The big pro­viso, ac­cord­ing to Zandi and Yale Univer­sity pro­fes­sor Ray Fair, is how the pres­i­dent-elect tack­les the task of shrink­ing the $1.1 tril­lion fed­eral-bud­get deficit. The Con­gres­sional Bud­get Of­fice has warned that the U.S. will suf­fer a re­ces­sion if more than $600 bil­lion in sched­uled gov­ern­ment- spend­ing re­duc­tions and tax in­creases — the so­called fis­cal cliff — take ef­fect next year.

“There are a lot of things that are pos­i­tive go­ing for­ward for the econ­omy,” Fair said. “Hope­fully, we can get a han­dle on the deficit” with­out drag­ging down growth too much.

While con­cern about the threat­ened fis­cal squeeze may hit gross do­mes­tic prod­uct this quar­ter and next, the ex­pan­sion should pick up strength by the mid­dle of 2013, said Eric Green, a Philadel­phia-based fund man­ager at Penn Cap­i­tal Man­age­ment Co. GDP “will sur­prise to the up­side,” said Green, whose firm man­ages $7.2 bil­lion. “We could grow at a 3 to 4 per­cent rate over the next cou­ple of years.”

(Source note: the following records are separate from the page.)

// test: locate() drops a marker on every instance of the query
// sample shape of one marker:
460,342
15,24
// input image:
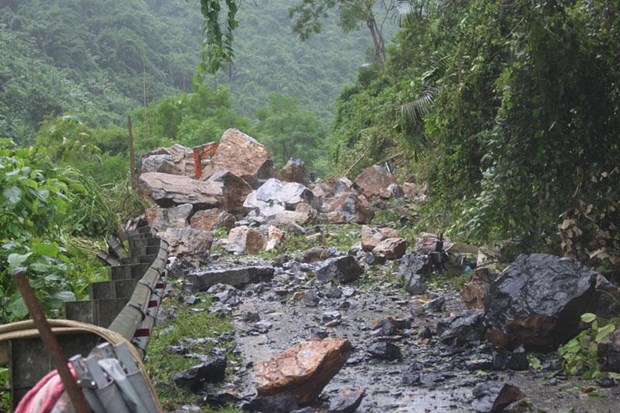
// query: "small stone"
385,351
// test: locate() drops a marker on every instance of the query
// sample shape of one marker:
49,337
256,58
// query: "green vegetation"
508,110
45,213
581,353
191,328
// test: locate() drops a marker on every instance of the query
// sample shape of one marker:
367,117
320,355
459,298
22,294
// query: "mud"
430,376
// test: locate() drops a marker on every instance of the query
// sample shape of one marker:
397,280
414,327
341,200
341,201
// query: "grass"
190,323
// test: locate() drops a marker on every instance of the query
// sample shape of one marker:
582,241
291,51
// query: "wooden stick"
51,344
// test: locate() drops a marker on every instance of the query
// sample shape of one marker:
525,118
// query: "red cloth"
44,395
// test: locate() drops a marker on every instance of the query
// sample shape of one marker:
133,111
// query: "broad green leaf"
588,317
13,195
17,308
16,260
604,332
47,249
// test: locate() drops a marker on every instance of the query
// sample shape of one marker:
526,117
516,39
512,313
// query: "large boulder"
303,370
175,160
373,181
343,269
347,207
243,239
242,155
537,302
223,189
212,219
188,244
275,196
238,276
173,217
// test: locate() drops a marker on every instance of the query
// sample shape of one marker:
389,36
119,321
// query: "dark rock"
537,302
385,351
475,290
606,382
310,299
177,350
373,259
211,371
435,305
319,254
281,403
202,280
349,207
414,269
425,333
513,360
493,397
391,248
346,401
463,329
333,292
479,364
343,269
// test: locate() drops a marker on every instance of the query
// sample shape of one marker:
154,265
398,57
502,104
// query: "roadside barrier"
115,324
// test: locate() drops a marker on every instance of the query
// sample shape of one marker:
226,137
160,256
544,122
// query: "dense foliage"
43,210
511,110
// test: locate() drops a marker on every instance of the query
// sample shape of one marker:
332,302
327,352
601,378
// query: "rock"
513,360
475,290
293,171
391,248
414,269
173,217
462,330
415,284
243,156
212,219
494,397
245,240
346,401
211,371
275,196
275,236
370,237
239,276
302,370
175,160
234,191
537,302
435,305
349,207
410,189
428,242
319,254
223,190
385,351
609,352
187,244
282,403
343,269
344,184
371,181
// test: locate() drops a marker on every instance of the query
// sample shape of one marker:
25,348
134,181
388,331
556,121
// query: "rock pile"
238,187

Hir­ing in the U.S. in­creased more than fore­cast in Oc­to­ber as em­ploy­ers looked past slow­ing global growth and po­lit­i­cal grid­lock at home. In the last jobs re­port be­fore to­mor­row’s elec­tion, the La­bor Depart­ment said a net 171,000 work­ers were added to payrolls, beat­ing the 125,000 me­dian fore­cast of economists sur­veyed by Bloomberg.

Shares of man­u­fac­tur­ers, ma­te­ri­als pro­duc­ers and en­ergy and tech­nol­ogy com­pa­nies should rise as the ex­pan­sion gains speed, Green said. More “de­fen­sive” stocks that aren’t as af­fected by ris­ing de­mand, such as real-es­tate in­vest­ment trusts, health- care providers and con­sumer sta­ples, won’t per­form as well. The Stan­dard & Poor’s 500 In­dex is up about 12 per­cent this year.

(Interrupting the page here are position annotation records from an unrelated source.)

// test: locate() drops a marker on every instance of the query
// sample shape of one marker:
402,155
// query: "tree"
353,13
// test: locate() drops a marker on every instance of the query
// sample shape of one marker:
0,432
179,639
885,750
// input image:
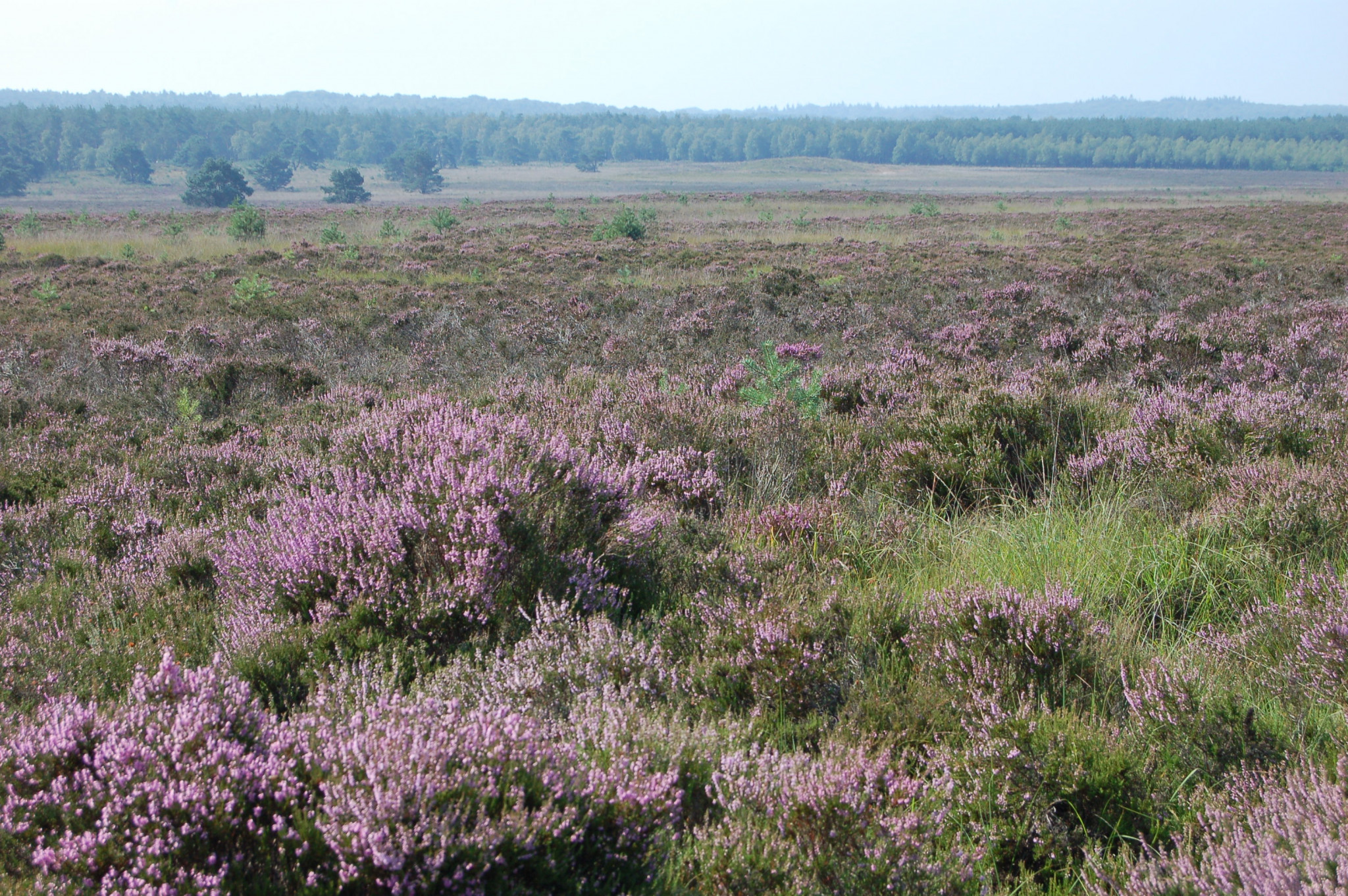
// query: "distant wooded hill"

The U.S. also should ben­e­fit next year from a re­bound in the rest of the world, ac­cord­ing to Green, es­pe­cially as China, the sec­ond-largest econ­omy, “seems to be bot­tom­ing out.”

Chi­nese man­u­fac­tur­ing ex­panded in Oc­to­ber for the first time in three months, ac­cord­ing to a pur­chas­ing man­agers’ in­dex com­piled by the gov­ern­ment. A sim­i­lar gauge from HSBC Hold­ings Plc and Markit Eco­nom­ics posted the big­gest gain since 2010.

While man­u­fac­tur­ing in the euro area con­tin­ues to con­tract, the re­gion “can’t be in a re­ces­sion for­ever,” said Allen Si­nai, chief ex­ec­u­tive of­fi­cer of De­ci­sion Eco­nom­ics Inc. in New York. Economists sur­veyed by Bloomberg see the 17-na­tion group ex­pand­ing 0.2 per­cent next year and 1.2 per­cent in 2014.